The BatchTaskPredicate module collects tasks to be processed asynchronously from the thread pool and reports the results of the asynchronous predicate to the thread pool: Successful or failed. The specific code is as follows:

/ * * * @ filename: BatchTaskPredicate. Java * * Newland Co., Ltd. All rights reserved. @ Description: * * * batch asynchronous tasks submitted to perform a task modules @ the author tangjie * @ version 1.0 * * / package newlandframework. Batchtask; import java.util.concurrent.ExecutorService; import java.util.concurrent.Future; import java.util.concurrent.TimeUnit; import org.apache.commons.collections.Predicate; import newlandframework.batchtask.model.HlrBusinessEvent; import newlandframework.batchtask.model.HlrBusinessEventTask; import newlandframework.batchtask.model.NotifyUsers; public class BatchTaskPredicate implements Predicate { private ExecutorService excutor = null; public BatchTaskPredicate(ExecutorService excutor) { this.excutor = excutor; } public boolean evaluate(Object object) { if (object instanceof NotifyUsers) { NotifyUsers users = (NotifyUsers) object; Future<Integer> future = excutor.submit(new HlrBusinessEventTask(users)); Try {// Set timeout for 5s Integer result = future.get(5, timeunit.seconds); return result.intValue() == HlrBusinessEvent.TASKSUCC; } catch (Exception e) {// Try to cancel the execution of future.cancel(true) for this task if it fails; e.printStackTrace(); return false; } } else { return false; }}}Copy the code

Finally, we notify users of the batch task management class NotifyUsersBatchTask, which is constructed to batch load data objects from multiple data sources by specifying a database connection pool.

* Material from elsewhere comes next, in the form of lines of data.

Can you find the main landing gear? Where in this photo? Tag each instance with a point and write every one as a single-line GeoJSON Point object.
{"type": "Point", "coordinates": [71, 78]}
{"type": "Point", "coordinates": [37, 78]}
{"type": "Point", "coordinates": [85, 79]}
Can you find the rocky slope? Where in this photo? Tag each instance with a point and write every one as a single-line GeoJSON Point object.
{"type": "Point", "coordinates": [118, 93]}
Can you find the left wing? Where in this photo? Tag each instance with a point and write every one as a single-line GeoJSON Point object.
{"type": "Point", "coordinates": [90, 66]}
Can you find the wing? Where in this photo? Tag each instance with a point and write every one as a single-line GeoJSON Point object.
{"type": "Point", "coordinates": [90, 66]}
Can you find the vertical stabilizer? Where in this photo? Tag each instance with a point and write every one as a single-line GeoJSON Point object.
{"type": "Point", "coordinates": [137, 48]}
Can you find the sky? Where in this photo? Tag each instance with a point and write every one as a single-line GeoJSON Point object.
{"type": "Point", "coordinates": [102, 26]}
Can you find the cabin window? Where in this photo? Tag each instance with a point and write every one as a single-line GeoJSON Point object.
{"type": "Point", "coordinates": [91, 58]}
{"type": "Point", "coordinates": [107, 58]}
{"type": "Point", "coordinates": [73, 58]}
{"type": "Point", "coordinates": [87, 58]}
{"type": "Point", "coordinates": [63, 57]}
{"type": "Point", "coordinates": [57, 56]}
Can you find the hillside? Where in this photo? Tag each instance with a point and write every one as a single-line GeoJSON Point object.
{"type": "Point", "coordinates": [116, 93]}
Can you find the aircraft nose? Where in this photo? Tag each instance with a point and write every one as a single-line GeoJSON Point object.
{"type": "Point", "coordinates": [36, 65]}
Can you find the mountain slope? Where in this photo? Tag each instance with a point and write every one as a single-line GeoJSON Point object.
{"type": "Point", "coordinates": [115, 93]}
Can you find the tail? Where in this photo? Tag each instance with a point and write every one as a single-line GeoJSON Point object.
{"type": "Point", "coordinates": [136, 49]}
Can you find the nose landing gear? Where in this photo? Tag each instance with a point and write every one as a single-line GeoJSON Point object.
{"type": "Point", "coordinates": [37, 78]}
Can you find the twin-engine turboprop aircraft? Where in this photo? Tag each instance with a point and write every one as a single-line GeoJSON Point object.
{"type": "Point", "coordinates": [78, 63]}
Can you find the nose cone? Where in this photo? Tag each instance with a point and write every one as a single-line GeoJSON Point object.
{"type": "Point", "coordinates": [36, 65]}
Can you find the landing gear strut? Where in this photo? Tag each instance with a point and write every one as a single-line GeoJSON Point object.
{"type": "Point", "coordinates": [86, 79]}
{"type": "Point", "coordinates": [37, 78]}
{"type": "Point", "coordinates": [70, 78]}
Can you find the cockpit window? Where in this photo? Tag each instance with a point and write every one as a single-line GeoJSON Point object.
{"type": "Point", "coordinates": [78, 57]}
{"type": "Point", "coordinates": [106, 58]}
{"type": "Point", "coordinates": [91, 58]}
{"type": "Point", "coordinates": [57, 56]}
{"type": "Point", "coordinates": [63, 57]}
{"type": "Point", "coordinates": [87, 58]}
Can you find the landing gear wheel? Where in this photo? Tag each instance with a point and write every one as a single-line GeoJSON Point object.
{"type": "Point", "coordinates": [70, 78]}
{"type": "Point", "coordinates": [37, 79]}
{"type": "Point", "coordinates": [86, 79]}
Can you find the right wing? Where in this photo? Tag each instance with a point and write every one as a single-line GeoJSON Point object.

Here we assume that the notify_Users table corresponding to CMS/CCS data sources is loaded in parallel, and its spring configuration batchtask-multidb.xml is as follows:

<? The XML version = "1.0" encoding = "utf-8"? > <beans xmlns="http://www.springframework.org/schema/beans" xmlns:xsi="http://www.w3.org/2001/XMLSchema-instance" xsi:schemaLocation="http://www.springframework.org/schema/beans http://www.springframework.org/schema/beans/spring-beans.xsd"> <bean class="org.springframework.beans.factory.config.PropertyPlaceholderConfigurer"> <property name="locations"> <list> <value>newlandframework/batchtask/jdbc-cms.properties</value> <value>newlandframework/batchtask/jdbc-ccs.properties</value> </list> </property> </bean> <bean id="dtSource-cms" destroy-method="close" class="org.apache.commons.dbcp.BasicDataSource"> <property name="driverClassName" value="${jdbc.cms.driverClassName}"/> <property name="url" value="${jdbc.cms.url}"/> <property name="username" value="${jdbc.cms.username}"/> <property name="password" value="${jdbc.cms.password}"/> </bean> <bean id="dtSource-ccs" destroy-method="close" class="org.apache.commons.dbcp.BasicDataSource"> <property name="driverClassName" value="${jdbc.ccs.driverClassName}"/> <property name="url" value="${jdbc.ccs.url}"/> <property name="username" value="${jdbc.ccs.username}"/> <property name="password" value="${jdbc.ccs.password}"/> </bean> <bean id="notifyUsers" class="newlandframework.batchtask.NotifyUsersBatchTask"> <constructor-arg name="dataSource"> <list> <ref bean="dtSource-ccs"/> <ref bean="dtSource-cms"/> </list> </constructor-arg> </bean> </beans>Copy the code

Let’s implement a monitoring module for the completion of thread pool batch processing tasks through JMX. Start by defining an MBean interface that returns the count result based on the name of the counter.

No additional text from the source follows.